One of the biggest changes occurring within enterprises is the breaking down of silos and the increasing collaboration between accounts payable and purchasing. Now, The Accounts Payable Network (TAPN) notes that development in its State of Accounts Payable 2015 report. The survey of almost 600 predominantly North American companies, ranging in revenue from under $5 million to over $5 billion, covers a wide range of topics relevant to AP; among them, the consistent move towards centralization of functions.
The report states that although there has been an ongoing conversation for the need to create a more cohesive relationship between the two functions, that conversation is increasingly being turned into action. One reason for this, though not specifically stated in the report, is an understanding that procure-to-pay is less a series of functions than it is an end-to-end process. This makes the need for open communication and collaboration more important than ever:
- 42% of companies stated that AP and purchasing are well coordinated
- 33% indicated that some collaboration exists
- 11% actually have AP as part of the purchasing group/department
- Only 12% said that there was no collaboration at all, and 2% indicated some other structure
Looking at the total number, more than 85% of companies surveyed now have a collaborative working relationship between their accounts payable department and their purchasing department. This has also increased the interest in and move towards automating these processes. Five years ago, the report notes, improving processes was the top concern for AP. That is still the case; however, the second biggest concern was on-time payments. That has been surpassed by automating manual processes. This makes total sense since companies have found that automation is the pathway that leads to improved processes.

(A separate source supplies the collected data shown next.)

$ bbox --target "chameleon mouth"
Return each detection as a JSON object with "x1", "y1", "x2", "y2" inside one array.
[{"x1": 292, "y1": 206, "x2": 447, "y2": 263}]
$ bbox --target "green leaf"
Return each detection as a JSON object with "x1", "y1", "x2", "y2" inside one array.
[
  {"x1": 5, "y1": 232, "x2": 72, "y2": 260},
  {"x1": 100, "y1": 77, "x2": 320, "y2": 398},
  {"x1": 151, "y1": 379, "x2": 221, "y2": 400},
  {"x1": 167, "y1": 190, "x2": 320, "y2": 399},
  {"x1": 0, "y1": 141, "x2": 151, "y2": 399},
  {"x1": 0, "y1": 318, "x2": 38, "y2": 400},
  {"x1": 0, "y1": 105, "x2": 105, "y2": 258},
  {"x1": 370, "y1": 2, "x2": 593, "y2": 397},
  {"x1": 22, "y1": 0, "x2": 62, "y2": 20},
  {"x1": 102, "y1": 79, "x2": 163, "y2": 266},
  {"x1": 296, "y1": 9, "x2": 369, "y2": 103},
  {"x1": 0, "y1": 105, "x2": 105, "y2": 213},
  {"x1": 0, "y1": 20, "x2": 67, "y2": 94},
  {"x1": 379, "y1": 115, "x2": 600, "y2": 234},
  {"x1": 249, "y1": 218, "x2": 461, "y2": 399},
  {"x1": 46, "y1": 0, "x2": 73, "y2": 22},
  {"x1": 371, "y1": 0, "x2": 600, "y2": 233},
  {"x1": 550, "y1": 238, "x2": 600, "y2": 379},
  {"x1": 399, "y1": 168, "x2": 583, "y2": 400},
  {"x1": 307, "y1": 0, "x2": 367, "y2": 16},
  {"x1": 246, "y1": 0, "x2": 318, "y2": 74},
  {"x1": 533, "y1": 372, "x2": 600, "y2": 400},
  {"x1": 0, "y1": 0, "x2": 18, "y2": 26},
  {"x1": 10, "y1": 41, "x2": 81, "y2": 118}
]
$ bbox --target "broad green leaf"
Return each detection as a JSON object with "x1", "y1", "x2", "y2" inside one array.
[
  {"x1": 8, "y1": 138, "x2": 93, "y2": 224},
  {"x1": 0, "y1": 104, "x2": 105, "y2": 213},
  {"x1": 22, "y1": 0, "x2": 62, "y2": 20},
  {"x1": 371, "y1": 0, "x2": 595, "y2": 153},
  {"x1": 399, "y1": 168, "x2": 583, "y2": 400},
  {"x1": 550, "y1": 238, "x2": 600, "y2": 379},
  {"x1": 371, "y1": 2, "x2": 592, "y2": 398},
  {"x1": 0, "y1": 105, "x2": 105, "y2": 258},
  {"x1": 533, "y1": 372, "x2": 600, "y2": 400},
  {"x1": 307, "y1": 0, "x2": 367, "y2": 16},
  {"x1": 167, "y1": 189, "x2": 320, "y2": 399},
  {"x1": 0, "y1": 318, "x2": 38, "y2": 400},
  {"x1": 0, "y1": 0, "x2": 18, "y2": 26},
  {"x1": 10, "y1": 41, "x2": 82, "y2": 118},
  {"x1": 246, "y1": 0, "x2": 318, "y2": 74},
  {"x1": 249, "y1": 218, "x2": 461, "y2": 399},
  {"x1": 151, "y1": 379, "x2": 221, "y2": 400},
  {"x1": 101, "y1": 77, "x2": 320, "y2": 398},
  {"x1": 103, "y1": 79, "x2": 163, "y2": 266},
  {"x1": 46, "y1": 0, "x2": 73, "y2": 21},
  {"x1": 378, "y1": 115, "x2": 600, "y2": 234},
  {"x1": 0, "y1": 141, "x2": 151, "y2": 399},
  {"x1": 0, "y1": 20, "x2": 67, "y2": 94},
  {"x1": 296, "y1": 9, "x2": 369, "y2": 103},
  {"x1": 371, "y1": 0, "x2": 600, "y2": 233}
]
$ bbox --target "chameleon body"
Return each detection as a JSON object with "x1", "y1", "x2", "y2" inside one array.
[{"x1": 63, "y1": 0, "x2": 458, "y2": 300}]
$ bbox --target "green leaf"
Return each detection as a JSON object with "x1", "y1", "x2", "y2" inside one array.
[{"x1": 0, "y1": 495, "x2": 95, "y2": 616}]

Yet, with this in mind, the ability to get capital expense dollars for AP automation and process improvement is still lagging. The TAPN report finds that a disappointing 71% of the respondents find it is somewhat or extremely difficult to access those dollars. Only 5% find it not at all difficult. And even more disappointing, though acknowledged by most people in the profession, a majority of companies (52%) are still married to paper when it comes to receiving invoices, while only 13% receive them electronically. This will undoubtedly change as e-invoicing becomes mandated in more and more situations and as companies come to better understand the increased efficiencies, savings, and business intelligence that can be found through automating the entire P2P process.

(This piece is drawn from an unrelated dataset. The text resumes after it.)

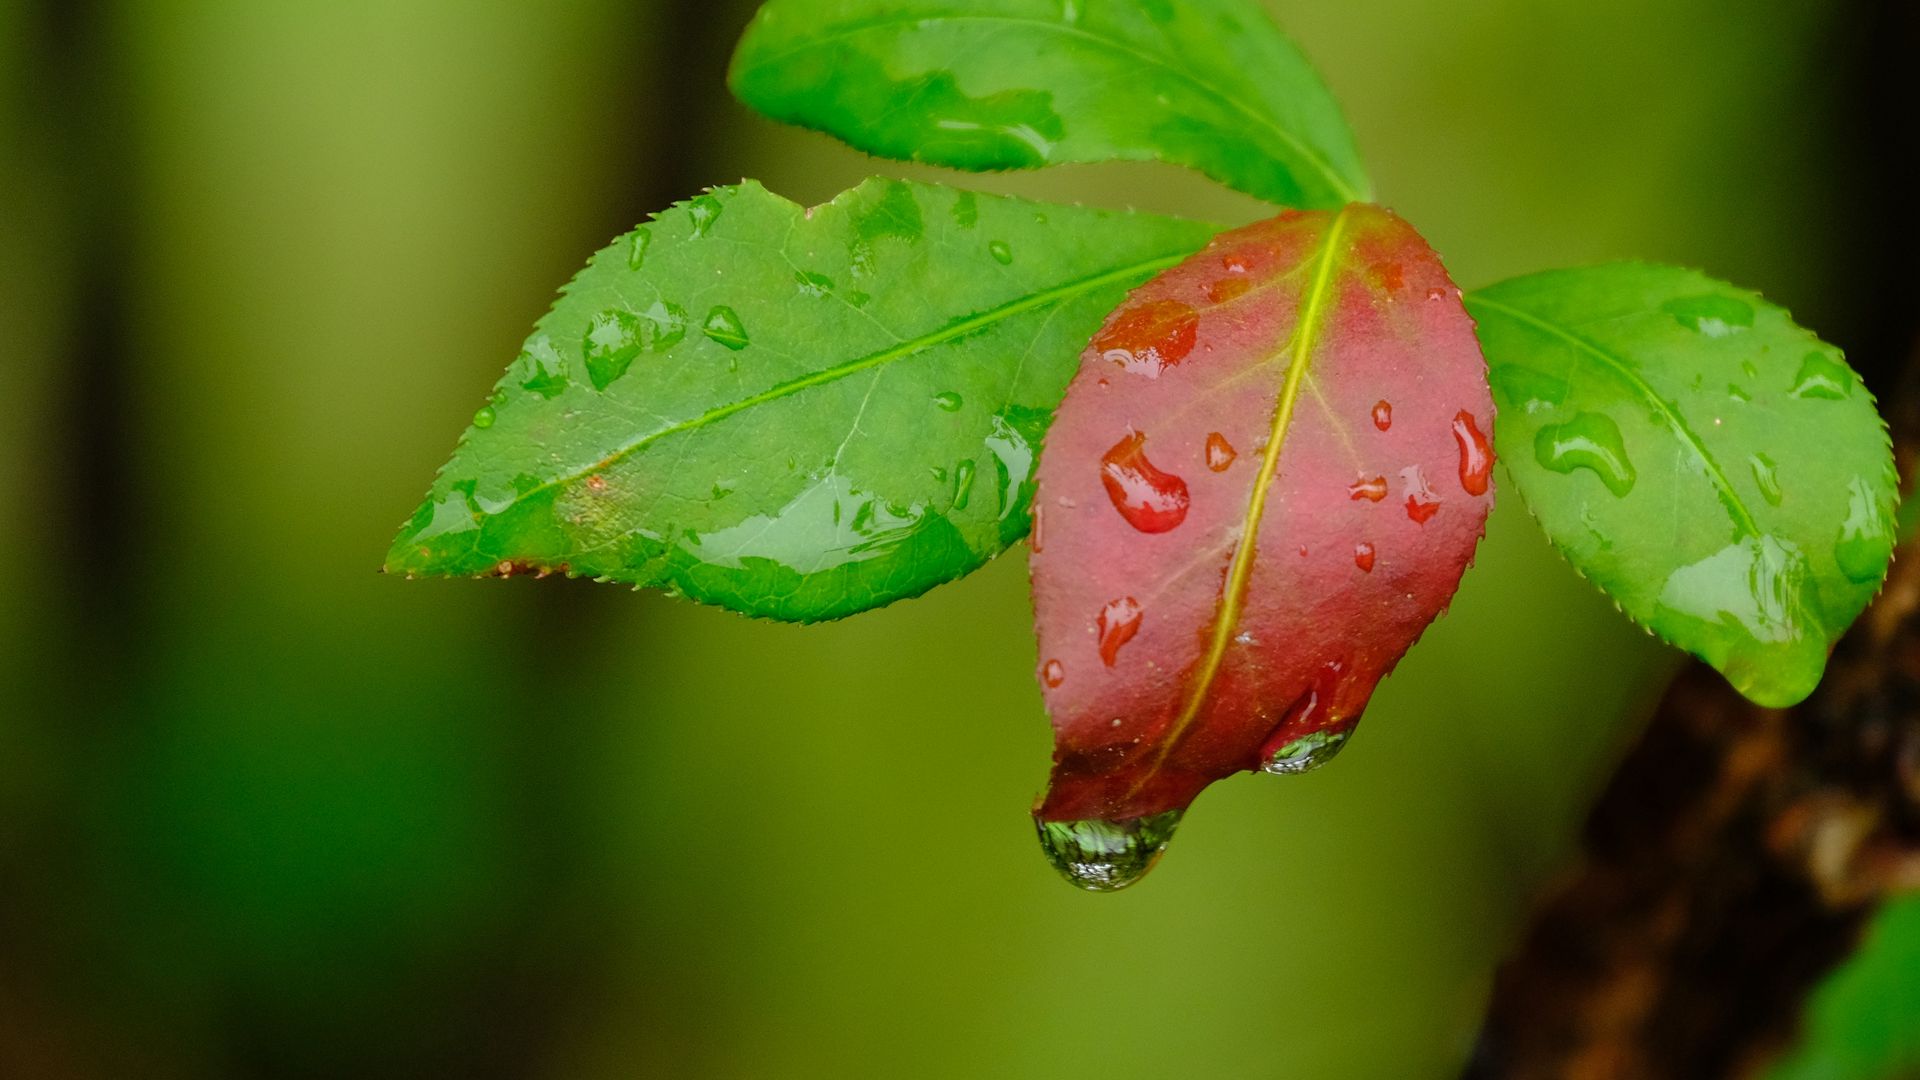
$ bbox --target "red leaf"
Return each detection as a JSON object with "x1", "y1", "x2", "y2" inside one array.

So where is this headed? I’ll let the report speak for itself: “The advance in accounts payable operations and, therefore, performance is gradual. Nevertheless, from 2012 until 2015, progress can be seen in the broad picture of the continuum, from accounts payable as it has been for a very long time to accounts payable as it can be and is becoming. Through centralization, shared services, process improvement, automation and end-to-end thinking, organizations are changing how accounts payable is done and as a result, beginning to capture value from it.”